I asked this question on social media
I am working on dimensional reduction techniques and chose DAE Autoencoder as one of techniques. Reason for chosing this as it works well with linear and non linear data. I have 120 features with almost one million records. Denoising Autoencoder (DAE) give me a latent space of 80 features - what it means is i reduced features from 120 to 80 , 80 is an arbitrary number and checked with other random number as well , is there any systematic approach to chose the size of latent space ? Now the real problem is binary classification prediction 1 or 0. After getting this latent space 80 and feed into downstream algorithm Light GBM , i don’t see any improvement in model accuracy , without latent space i mean plain LGBM with 120 features LGBM give me 80% accuracy, with latent space 80 LGBM give me 55% accuracy. Target class is balanced 50/50 , reason for going features reduction is to avoid over-fitting and more simpler model. I ran down feature selection technique as well and almost all features are contributing fair with combination of other features to predict target feature 1/0, that is the reason i chose DAE , i also checked all features are completely overlapped between target feature 1 and 0 as shown below in attached. Any idea how can i reduce these features from 120 to atleast 80 , PCA is crashing as it requires more memory which i don’t have at this stage, autoencoder seems to me promising in terms of speed , memory and has capability to work on non linear as well as linear , while PCA required linear.

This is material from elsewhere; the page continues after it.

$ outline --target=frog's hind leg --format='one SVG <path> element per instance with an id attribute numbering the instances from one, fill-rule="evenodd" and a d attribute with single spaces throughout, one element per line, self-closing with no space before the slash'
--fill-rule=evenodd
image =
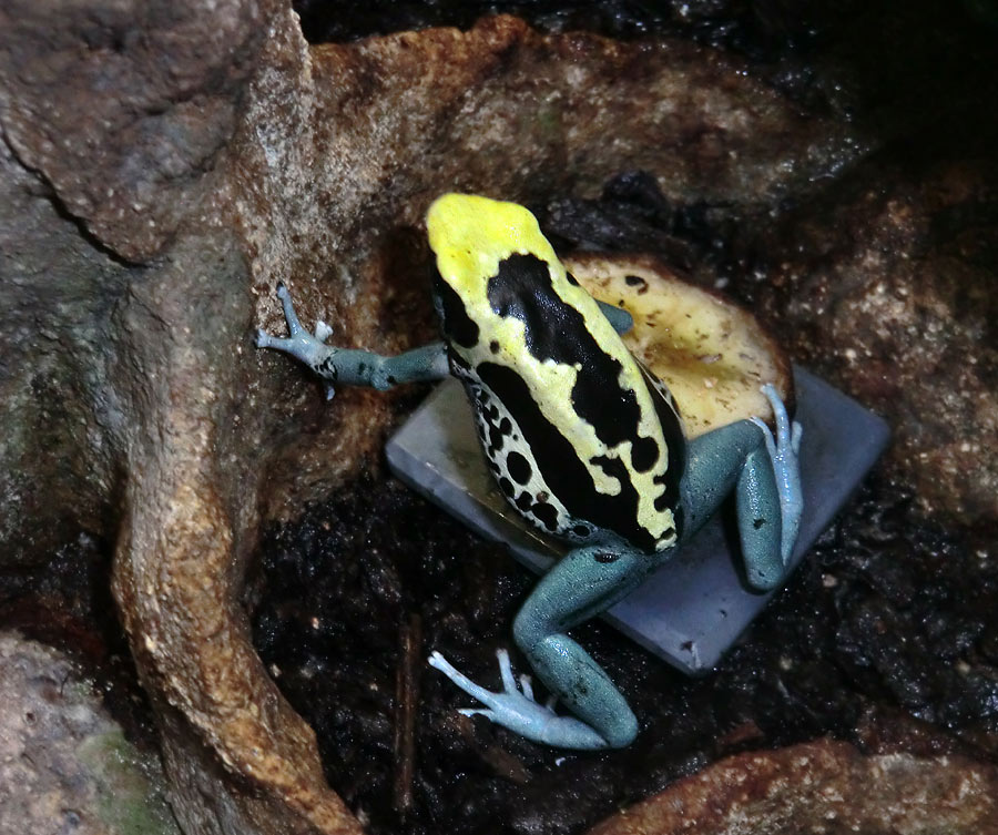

Anyone can suggest me why autoencoder is not converging well? i tried with different layers with different number of neurons but no luck , please share any idea which covers Autoencoder - Thanks
Someone has replied
Add a separate classification head to your decoder and train on a combined loss (say 50% reconstruction loss + 50% classification loss)
I did not get it and asked to that same guy what does mean by classification head and how can i add a separate classification head to decoder and train on a combined loss (say 50% reconstruction loss + 50% classification loss)?
Any body has idea please give me some dummy code and why we need it?